In this work, we developed a charge model termed EE-GMFCC-CHG for accurately modeling the molecular electrostatic potential of proteins. The EE-GMFCC-CHG is obtained by fitting the ESP calculated from accurate electronic structure calculation of protein. Therefore, it contains almost all quantum effects (the polarization and charge transfer effects) of a specific structure of a protein. The EE-GMFCC method is computationally efficient and linear-scaling. The individual QM calculations of all fragments can be carried out in parallel. In reproducing MEP of protein, EE-GMFCC-CHG gives an excellent agreement with full system ab initio QM method and shows a significant improvement relative to popular MM force field. By analysis of RMSDs (reference to the full system QM results) of the MEP calculated from the EE-GMFCC-CHG with different two-body distance threshold \(\,{\rm{\lambda }}\), we have shown that accounting for the polarization and charge transfer effect over the sequently-neighboring residues is very important for accurately reproducing the ab initio QM electrostatic potential of proteins, following by the quantum mechanical two-body effects between the non-neighboring residues in close contact.

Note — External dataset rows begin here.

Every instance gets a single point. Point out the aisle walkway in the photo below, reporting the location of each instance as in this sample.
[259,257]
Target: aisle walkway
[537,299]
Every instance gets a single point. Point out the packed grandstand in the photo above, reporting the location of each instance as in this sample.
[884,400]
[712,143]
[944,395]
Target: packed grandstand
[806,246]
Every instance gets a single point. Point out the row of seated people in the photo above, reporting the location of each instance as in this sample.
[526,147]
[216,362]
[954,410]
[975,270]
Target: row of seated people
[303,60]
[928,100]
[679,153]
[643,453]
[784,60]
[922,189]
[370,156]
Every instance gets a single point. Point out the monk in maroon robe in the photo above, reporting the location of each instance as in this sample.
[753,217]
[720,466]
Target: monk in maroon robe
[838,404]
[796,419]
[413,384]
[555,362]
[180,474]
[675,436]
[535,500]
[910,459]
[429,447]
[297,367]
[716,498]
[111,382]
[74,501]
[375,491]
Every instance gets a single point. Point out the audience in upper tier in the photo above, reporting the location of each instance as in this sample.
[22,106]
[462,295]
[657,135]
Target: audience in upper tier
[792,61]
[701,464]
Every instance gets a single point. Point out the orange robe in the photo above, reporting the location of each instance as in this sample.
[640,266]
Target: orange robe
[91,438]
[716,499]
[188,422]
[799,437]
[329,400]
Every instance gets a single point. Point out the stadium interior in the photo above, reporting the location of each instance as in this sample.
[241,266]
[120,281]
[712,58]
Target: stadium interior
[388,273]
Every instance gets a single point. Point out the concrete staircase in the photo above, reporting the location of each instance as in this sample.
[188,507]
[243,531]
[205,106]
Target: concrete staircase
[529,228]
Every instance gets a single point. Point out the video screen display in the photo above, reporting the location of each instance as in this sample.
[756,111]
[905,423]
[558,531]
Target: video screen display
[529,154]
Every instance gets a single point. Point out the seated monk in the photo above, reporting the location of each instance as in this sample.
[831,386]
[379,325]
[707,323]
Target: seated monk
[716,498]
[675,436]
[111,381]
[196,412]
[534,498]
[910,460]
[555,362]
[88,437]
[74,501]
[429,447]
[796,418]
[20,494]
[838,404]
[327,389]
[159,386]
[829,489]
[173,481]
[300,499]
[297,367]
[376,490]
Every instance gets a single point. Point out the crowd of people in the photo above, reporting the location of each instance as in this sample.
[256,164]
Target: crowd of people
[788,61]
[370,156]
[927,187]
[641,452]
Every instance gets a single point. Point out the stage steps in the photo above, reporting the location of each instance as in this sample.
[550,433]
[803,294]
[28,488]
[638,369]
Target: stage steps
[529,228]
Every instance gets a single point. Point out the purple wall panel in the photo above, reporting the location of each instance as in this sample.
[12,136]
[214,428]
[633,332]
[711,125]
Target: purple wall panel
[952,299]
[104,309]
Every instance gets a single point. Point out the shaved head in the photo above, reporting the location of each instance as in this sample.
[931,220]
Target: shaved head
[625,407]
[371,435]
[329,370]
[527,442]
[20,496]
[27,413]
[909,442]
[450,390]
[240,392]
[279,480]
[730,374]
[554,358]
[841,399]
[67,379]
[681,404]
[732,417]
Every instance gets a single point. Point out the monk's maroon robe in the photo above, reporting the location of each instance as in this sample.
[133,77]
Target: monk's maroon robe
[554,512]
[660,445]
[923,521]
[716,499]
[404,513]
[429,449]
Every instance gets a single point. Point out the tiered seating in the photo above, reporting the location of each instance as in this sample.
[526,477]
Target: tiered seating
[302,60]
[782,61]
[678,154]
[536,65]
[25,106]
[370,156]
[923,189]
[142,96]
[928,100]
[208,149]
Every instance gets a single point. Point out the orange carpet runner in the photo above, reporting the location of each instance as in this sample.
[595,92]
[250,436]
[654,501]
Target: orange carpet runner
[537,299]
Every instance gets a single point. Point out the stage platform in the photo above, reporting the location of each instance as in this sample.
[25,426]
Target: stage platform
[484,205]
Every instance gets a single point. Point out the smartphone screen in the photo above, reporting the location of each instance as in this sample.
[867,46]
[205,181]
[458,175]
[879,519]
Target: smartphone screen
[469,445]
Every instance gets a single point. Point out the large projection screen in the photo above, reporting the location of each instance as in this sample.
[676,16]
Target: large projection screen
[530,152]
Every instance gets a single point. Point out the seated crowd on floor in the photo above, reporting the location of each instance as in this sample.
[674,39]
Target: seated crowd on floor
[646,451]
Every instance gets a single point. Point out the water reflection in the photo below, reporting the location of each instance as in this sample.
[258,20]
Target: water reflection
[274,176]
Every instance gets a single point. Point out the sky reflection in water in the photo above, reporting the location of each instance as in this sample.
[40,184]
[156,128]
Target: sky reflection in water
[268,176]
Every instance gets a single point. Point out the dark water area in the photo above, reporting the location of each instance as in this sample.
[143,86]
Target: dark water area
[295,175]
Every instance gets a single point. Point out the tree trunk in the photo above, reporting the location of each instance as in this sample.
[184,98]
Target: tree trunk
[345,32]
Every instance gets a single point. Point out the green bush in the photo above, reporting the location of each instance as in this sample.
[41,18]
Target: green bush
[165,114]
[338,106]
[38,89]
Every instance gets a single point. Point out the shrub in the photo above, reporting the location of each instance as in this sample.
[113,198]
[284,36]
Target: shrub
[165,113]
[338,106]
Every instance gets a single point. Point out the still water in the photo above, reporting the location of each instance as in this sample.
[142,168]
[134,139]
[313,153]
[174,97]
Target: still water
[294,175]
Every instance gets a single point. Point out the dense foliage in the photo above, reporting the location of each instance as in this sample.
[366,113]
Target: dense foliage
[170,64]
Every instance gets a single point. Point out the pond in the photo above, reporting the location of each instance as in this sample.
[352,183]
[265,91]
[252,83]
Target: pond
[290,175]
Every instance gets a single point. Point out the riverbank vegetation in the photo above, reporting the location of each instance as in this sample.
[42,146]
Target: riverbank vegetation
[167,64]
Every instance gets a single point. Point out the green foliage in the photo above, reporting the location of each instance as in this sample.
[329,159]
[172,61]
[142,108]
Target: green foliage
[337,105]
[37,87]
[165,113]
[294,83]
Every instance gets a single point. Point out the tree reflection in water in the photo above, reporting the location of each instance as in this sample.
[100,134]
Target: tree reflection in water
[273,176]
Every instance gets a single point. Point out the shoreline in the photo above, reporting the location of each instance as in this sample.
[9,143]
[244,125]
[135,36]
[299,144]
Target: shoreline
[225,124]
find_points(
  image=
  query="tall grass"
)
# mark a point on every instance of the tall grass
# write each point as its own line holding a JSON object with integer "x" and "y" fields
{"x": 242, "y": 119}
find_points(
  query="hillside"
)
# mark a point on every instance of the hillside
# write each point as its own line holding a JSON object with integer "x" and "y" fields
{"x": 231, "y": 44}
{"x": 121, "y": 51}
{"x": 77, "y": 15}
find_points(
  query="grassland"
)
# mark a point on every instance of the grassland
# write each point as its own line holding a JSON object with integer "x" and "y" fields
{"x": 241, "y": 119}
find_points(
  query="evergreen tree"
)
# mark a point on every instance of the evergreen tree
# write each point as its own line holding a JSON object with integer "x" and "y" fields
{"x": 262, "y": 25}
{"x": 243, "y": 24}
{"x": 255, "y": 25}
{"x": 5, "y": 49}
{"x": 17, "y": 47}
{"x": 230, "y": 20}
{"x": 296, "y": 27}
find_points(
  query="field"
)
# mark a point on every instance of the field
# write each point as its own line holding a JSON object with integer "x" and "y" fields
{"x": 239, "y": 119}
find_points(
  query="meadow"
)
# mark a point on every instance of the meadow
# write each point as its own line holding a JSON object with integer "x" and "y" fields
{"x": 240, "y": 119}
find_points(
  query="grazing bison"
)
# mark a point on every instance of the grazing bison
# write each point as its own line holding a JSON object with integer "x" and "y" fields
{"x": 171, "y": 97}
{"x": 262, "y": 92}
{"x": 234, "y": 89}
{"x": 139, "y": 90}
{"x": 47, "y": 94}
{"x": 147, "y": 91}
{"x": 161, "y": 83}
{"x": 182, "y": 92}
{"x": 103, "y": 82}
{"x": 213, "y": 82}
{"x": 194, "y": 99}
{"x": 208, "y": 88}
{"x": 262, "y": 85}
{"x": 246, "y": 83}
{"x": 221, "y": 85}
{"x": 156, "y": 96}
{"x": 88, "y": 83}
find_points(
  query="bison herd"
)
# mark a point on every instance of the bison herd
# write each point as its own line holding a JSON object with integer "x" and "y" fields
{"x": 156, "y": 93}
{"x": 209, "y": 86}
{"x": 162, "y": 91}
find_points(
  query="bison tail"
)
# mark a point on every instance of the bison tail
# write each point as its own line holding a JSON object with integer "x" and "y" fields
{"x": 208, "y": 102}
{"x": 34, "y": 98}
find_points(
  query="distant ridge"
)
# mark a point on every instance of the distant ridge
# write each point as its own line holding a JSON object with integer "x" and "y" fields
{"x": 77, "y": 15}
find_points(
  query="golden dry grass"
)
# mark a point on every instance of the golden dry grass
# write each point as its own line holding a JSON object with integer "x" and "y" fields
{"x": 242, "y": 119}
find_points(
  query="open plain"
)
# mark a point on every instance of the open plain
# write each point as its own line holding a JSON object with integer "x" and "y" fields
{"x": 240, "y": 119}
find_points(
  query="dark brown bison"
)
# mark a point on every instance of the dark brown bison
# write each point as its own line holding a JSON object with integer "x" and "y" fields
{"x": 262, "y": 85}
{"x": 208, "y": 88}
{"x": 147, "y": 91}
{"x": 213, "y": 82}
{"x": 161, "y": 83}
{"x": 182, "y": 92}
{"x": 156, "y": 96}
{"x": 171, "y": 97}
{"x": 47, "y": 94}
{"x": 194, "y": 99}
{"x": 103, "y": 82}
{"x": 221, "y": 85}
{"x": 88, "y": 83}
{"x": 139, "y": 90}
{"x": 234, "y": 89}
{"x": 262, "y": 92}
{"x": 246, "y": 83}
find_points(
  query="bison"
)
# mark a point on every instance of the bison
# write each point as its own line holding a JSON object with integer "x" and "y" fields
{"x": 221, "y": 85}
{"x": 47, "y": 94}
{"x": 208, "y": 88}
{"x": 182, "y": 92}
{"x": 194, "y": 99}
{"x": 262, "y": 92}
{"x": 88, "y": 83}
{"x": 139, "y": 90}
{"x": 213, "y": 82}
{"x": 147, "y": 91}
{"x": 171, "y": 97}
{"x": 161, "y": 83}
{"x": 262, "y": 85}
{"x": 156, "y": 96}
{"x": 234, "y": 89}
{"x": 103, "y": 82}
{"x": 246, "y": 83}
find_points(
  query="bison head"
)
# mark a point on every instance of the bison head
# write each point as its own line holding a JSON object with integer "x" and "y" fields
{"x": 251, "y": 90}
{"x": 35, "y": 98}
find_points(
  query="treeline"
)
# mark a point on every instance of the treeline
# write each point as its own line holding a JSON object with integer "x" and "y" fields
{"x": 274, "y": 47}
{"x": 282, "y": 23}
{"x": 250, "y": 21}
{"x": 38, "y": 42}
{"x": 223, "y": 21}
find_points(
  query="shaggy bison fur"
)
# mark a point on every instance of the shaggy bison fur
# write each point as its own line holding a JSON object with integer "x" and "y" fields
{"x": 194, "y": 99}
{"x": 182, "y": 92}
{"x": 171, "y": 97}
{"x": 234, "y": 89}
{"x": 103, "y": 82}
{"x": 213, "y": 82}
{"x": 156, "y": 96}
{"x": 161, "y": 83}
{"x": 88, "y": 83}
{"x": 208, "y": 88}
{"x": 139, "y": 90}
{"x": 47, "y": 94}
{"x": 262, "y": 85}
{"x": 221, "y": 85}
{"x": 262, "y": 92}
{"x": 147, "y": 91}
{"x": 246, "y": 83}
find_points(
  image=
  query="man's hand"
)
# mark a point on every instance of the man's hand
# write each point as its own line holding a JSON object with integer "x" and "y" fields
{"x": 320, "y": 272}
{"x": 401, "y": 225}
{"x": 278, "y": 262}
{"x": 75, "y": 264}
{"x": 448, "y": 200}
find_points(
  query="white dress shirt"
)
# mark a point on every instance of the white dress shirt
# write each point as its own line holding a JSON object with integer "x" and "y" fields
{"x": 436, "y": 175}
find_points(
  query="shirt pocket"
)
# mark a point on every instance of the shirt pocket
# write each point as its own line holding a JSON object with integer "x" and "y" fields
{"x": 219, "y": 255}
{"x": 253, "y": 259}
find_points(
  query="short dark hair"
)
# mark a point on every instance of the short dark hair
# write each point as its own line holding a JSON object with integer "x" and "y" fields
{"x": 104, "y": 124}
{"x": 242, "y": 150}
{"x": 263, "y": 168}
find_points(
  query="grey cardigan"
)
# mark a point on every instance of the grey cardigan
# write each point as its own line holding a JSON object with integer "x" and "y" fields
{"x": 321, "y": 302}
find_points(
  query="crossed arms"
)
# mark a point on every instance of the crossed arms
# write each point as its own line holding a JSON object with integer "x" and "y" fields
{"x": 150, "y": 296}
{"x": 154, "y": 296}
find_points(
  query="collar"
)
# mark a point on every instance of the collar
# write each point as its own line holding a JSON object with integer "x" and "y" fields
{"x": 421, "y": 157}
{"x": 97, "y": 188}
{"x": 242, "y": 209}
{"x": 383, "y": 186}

By combining the EE-GMFCC-CHG with the implicit water model based on the PB equation, we developed a quantum chemical method for modeling the solvation effect of proteins. With respect to popular MM force fields, the EE-GMFCC-CHG-PB method could take the polarization effect between solute and solvent into consideration by iteratively introducing protein surface induced charges in the fitting process and therefore it shows a significant improvement in the description of electrostatic solvation energetics of proteins. The error of EE-GMFCC-CHG in modeling relative/absolute electrostatic solvation energies of protein is very small with reference to the full system QM calculation. The EE-GMFCC-CHG-PB method will thus be a useful tool for modeling electrostatic solvation energetics of solvated proteins.